Depois disso, Bishop se envolveu em um triângulo amoroso com Mary Morse e Lota--as duas já moravam juntas em Petrópolis, região serrana do Rio. A casa em que viviam, projetada pelo arquiteto brasileiro Sérgio Bernardes, passou a ser também o lar de Bishop.
Durante sua estada no Brasil, Bishop chegou a ganhar um Pulitzer com o livro "Norte & Sul - Uma Primavera Fria", em 1956. Quando soube do prêmio, quis compartilhar a notícia, mas Lota havia ido à feira. Procurou alguém para dividir a alegria.
"Desci a montanha correndo quase um quilômetro até a casa vizinha, mas não tinha ninguém", relatou na entrevista à "Paris Review". No filme, porém, é Lota quem lhe dá a boa notícia.
Em 1965, Bishop comprou uma casa em Ouro Preto, onde conviveu com Vinicius de Moraes e com a dinamarquesa Lili Correia de Araújo. "Alguma coisa no caráter dessa cidade combina comigo", disse, em 1969, à revista "Visão".

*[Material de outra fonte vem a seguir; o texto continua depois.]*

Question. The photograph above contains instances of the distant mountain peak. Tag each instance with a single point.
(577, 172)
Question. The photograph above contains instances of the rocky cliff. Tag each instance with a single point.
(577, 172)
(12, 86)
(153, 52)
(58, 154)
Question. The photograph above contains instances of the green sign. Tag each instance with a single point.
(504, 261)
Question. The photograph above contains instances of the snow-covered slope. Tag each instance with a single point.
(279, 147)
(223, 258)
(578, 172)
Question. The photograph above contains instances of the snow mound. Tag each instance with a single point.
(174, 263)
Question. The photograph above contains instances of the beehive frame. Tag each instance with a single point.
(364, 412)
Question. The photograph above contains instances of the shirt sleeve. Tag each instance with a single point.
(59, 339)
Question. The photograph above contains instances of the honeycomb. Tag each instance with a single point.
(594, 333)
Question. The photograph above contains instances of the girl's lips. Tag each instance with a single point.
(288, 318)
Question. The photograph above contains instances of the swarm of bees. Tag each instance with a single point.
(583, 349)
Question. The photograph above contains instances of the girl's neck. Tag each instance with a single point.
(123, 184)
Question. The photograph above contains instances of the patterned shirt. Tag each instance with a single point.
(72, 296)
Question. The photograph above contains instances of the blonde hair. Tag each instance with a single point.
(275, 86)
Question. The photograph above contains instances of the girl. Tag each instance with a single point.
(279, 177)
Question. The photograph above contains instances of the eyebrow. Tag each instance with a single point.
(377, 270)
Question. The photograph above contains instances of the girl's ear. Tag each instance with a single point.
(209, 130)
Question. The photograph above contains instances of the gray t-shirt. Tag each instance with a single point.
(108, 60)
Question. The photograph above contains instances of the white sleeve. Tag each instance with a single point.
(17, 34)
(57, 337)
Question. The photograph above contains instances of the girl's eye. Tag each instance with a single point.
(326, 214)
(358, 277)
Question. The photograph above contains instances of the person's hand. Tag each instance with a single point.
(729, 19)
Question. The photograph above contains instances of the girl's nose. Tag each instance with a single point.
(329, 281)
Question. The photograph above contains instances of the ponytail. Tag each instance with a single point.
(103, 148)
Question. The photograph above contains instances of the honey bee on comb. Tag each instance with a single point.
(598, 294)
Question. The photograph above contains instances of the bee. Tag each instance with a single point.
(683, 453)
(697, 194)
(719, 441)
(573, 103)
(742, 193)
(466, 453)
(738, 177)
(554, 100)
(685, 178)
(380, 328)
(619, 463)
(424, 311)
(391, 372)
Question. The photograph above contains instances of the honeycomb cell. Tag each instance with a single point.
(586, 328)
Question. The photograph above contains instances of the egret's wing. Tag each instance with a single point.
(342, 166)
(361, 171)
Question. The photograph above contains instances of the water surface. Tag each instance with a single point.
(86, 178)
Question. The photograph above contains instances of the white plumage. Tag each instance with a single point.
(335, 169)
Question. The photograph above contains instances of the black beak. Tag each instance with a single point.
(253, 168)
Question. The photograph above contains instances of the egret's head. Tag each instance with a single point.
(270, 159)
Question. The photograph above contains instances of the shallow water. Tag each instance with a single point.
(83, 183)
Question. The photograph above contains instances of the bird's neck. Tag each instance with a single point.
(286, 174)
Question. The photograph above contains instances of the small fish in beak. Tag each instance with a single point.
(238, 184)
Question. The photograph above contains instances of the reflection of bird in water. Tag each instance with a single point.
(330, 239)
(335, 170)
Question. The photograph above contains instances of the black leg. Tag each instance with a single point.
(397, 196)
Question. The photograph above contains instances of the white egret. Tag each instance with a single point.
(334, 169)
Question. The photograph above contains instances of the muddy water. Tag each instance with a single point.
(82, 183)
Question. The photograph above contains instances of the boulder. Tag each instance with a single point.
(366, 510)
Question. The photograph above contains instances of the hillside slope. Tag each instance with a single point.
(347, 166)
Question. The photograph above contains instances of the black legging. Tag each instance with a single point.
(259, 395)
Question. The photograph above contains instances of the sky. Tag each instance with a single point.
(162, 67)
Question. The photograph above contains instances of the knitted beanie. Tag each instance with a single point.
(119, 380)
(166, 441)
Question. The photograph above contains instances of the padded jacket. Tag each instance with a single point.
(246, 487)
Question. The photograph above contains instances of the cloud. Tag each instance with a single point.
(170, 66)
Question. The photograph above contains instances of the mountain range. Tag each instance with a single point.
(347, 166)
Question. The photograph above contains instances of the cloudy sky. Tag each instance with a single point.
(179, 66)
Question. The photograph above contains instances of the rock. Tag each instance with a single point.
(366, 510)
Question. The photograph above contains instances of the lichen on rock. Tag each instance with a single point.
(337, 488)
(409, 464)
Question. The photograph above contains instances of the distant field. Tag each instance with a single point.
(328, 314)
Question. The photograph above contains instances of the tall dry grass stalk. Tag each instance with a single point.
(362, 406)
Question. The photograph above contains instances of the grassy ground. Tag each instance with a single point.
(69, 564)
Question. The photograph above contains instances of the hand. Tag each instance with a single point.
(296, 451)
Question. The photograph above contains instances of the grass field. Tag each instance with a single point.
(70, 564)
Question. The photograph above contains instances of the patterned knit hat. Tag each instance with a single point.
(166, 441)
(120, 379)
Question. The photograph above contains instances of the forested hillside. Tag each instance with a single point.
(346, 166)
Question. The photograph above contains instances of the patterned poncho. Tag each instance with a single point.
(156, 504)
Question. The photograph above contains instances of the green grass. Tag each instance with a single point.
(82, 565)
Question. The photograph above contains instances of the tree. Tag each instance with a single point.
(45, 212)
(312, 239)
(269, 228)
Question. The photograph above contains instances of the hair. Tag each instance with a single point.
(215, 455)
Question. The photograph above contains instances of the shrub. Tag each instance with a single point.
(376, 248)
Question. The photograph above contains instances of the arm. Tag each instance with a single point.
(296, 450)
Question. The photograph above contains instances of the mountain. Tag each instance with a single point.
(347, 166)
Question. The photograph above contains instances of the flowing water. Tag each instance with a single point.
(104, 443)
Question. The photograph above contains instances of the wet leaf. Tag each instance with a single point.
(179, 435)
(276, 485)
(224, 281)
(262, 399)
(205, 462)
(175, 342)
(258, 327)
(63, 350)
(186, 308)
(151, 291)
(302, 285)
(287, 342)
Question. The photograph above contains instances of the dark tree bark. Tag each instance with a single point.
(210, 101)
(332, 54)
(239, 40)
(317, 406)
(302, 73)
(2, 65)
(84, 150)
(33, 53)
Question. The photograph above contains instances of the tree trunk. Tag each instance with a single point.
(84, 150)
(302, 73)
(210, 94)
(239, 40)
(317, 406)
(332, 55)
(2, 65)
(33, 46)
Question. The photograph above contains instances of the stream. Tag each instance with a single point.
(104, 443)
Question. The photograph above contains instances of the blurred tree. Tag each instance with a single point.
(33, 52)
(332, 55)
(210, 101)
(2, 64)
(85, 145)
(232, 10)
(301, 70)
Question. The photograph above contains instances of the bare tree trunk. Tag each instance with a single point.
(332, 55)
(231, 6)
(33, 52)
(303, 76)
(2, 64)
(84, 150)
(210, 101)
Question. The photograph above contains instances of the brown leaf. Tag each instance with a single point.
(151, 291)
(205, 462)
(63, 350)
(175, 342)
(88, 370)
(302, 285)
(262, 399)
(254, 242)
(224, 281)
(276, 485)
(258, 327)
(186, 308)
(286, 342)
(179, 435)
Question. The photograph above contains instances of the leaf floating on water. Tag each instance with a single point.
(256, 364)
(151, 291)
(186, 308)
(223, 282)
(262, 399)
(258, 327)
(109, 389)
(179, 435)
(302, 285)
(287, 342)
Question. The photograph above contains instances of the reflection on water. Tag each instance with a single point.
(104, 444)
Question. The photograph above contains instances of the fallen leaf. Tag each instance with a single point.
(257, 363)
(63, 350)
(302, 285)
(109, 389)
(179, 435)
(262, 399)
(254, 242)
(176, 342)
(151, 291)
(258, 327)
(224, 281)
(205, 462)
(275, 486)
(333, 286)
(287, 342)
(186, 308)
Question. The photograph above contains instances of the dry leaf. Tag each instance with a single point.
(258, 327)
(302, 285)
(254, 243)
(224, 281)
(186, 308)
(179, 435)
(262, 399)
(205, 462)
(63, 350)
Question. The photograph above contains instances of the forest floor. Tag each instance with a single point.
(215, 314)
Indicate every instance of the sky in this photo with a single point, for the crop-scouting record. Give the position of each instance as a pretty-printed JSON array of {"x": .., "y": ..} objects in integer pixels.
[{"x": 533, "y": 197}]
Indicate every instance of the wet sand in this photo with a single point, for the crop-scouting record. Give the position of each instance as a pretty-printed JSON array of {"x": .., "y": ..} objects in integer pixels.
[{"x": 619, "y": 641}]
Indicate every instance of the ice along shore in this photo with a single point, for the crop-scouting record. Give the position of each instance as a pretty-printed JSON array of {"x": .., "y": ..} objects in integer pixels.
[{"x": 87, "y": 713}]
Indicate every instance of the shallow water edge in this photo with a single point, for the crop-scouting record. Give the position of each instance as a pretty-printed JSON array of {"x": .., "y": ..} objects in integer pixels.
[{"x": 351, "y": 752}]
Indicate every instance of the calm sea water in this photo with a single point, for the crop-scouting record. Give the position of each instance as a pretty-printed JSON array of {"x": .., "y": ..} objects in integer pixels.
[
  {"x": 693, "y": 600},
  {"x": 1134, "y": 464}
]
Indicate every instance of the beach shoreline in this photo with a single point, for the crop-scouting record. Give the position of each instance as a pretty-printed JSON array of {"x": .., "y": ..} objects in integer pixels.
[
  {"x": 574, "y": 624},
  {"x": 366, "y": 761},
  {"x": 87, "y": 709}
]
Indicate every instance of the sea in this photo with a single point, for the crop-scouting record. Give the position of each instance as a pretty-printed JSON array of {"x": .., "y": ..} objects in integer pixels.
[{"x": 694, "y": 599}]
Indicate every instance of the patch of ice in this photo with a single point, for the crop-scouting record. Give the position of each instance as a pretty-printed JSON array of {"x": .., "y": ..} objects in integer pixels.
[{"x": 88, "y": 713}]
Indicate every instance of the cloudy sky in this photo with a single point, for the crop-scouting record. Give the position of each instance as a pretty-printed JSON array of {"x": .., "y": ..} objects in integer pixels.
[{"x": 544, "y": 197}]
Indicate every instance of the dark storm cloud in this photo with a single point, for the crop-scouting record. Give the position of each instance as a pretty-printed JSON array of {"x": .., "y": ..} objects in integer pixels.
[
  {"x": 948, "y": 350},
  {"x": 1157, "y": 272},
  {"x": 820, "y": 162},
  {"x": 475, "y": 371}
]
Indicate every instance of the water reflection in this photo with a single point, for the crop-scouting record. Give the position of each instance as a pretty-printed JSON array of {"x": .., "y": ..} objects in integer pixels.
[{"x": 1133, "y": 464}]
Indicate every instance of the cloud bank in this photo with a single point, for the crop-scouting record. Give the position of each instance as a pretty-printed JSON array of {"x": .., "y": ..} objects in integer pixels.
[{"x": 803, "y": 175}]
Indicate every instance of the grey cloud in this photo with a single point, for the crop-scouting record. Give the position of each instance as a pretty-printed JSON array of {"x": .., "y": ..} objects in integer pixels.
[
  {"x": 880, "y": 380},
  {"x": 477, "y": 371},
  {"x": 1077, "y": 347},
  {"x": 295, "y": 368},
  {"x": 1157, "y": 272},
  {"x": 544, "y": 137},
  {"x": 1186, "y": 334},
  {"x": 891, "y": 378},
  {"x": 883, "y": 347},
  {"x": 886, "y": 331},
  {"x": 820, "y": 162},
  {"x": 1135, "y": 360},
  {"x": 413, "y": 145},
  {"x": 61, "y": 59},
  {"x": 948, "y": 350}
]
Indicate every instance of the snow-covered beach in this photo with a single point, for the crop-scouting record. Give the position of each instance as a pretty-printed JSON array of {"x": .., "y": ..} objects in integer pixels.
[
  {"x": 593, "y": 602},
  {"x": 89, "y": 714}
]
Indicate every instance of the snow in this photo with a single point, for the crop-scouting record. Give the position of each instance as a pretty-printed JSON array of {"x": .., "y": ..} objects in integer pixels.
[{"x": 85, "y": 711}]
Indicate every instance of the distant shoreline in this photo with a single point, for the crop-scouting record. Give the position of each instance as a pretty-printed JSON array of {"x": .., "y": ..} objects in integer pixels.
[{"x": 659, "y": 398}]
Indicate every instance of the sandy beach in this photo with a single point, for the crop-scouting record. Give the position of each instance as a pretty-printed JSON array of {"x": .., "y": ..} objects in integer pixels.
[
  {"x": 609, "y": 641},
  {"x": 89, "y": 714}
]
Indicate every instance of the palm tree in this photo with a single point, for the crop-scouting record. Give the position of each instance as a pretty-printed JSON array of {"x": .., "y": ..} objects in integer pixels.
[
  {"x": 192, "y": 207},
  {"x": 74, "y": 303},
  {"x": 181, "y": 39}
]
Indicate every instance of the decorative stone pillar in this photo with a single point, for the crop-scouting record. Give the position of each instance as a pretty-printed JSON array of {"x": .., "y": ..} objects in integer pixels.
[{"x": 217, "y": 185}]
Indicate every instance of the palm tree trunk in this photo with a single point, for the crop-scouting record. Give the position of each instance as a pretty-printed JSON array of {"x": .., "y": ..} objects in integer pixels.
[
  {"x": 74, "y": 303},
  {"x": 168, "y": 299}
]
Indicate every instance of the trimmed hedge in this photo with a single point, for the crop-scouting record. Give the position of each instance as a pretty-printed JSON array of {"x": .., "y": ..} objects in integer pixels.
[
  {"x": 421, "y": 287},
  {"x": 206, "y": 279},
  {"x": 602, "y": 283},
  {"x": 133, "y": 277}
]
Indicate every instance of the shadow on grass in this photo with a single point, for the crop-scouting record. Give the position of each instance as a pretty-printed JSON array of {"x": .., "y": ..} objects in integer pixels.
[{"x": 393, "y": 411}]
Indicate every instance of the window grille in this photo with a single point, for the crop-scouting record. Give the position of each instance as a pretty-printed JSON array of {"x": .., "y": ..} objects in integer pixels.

Mas, em geral, Bishop era uma crítica da desorganização do Brasil. Também dizia não entender o caráter pacato do povo. Em uma cena, ela comenta a passividade diante do golpe militar de 1964.
Bishop voltou aos EUA onde, em 1967, recebeu uma visita de Lota. Final trágico: a paisagista ingeriu antidepressivos na casa da poeta e morreu.